First off, one thing 'limiting' a particle (or bigger object)'s velocity is the 'enormous mass it accumulates through acceleration': this 'barrier' idea is almost Newtonian, as it is taking an object's accelleration energy and making it its mass, but in reality, this 'added mass' (energy) shouldn't affect that object in the least until it encounters (or is compared to) another. Although every particle relative to another is almost always moving, a particle relative to itself might as well be dead still. As long as it encounters no other particle or particle field, its 'velocity' should not affect its function in the least, either, and this has been partly demonstrated: electron orbits (energy levels, or anything else) don't change because of velocity. The collision of two particles travelling at even multiple super-light speeds in an almost parallel path in the same directions would be like... almost nil, french parking causes more 'damage' every day.
And this 'time distortion at high velocity' hypothesis is a direct result of the above. Sure, 'higher mass = higher gravity', but not if a particle's velocity (calculated from its point of origin as a frame of reference) doesn't even enter the picture.
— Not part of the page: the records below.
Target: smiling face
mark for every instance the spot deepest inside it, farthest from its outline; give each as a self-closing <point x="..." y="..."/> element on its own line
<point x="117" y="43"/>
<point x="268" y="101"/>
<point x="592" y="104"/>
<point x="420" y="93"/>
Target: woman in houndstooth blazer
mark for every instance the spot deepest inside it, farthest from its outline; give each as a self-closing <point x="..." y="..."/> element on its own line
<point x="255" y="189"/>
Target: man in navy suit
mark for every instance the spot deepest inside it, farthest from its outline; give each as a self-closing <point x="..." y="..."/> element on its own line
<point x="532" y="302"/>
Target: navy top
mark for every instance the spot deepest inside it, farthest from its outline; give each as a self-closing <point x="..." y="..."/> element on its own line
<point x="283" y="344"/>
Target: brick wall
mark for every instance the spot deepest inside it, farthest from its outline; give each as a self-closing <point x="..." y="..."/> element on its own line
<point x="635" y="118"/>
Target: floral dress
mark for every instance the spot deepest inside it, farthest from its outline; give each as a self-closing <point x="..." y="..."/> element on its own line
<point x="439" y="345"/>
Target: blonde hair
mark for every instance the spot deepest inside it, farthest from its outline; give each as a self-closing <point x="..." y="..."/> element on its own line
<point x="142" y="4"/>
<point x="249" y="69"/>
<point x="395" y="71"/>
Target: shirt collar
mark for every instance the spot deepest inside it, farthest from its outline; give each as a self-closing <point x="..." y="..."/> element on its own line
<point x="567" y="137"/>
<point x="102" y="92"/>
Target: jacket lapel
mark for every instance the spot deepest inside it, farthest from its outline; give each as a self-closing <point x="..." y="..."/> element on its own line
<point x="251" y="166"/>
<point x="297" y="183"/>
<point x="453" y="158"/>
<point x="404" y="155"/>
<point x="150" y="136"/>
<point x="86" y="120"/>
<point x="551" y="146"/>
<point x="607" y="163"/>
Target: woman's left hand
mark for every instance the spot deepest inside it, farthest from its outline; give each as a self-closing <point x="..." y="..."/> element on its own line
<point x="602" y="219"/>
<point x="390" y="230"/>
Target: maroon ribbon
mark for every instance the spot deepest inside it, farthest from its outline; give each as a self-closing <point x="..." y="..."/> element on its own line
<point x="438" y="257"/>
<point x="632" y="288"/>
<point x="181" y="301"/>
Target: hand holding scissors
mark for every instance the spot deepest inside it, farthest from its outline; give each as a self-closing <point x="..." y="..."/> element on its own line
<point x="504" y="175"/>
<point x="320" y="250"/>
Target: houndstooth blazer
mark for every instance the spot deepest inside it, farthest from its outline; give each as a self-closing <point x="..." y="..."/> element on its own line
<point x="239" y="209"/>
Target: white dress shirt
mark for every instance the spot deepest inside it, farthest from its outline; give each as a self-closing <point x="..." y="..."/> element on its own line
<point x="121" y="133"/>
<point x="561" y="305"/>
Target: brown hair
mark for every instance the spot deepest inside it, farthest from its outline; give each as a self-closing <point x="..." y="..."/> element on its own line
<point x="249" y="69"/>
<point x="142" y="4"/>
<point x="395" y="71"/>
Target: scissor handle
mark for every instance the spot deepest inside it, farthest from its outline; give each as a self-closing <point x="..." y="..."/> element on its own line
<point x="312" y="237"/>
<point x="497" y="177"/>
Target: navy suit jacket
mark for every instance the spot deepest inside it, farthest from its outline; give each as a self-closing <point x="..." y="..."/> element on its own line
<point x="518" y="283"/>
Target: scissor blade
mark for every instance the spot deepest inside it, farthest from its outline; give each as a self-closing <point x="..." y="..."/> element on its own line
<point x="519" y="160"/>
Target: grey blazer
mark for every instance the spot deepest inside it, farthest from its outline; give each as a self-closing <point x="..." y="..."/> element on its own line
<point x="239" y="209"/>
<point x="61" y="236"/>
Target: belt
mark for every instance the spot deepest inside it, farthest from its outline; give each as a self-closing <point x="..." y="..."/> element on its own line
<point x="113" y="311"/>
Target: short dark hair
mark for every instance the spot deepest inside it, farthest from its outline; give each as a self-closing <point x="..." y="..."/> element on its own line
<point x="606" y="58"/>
It is absolutely certain that time slows as gravity increases, and this fits neatly into my hypothesis that we are, in fact, 'stuck' on 'one side of nothing', and that time and gravity are, in fact, inseparable: gravity is matter trying to get back to its 'zero' state (or, in other words, trying to annihilate itself), and time is just how 'fast' that matter is going to maintain its stable state, and that, too, is relative to its point of origin. Two particles of exactly the same mass have exactly the same 'time' behaviour when away from any other masses' gravitational field.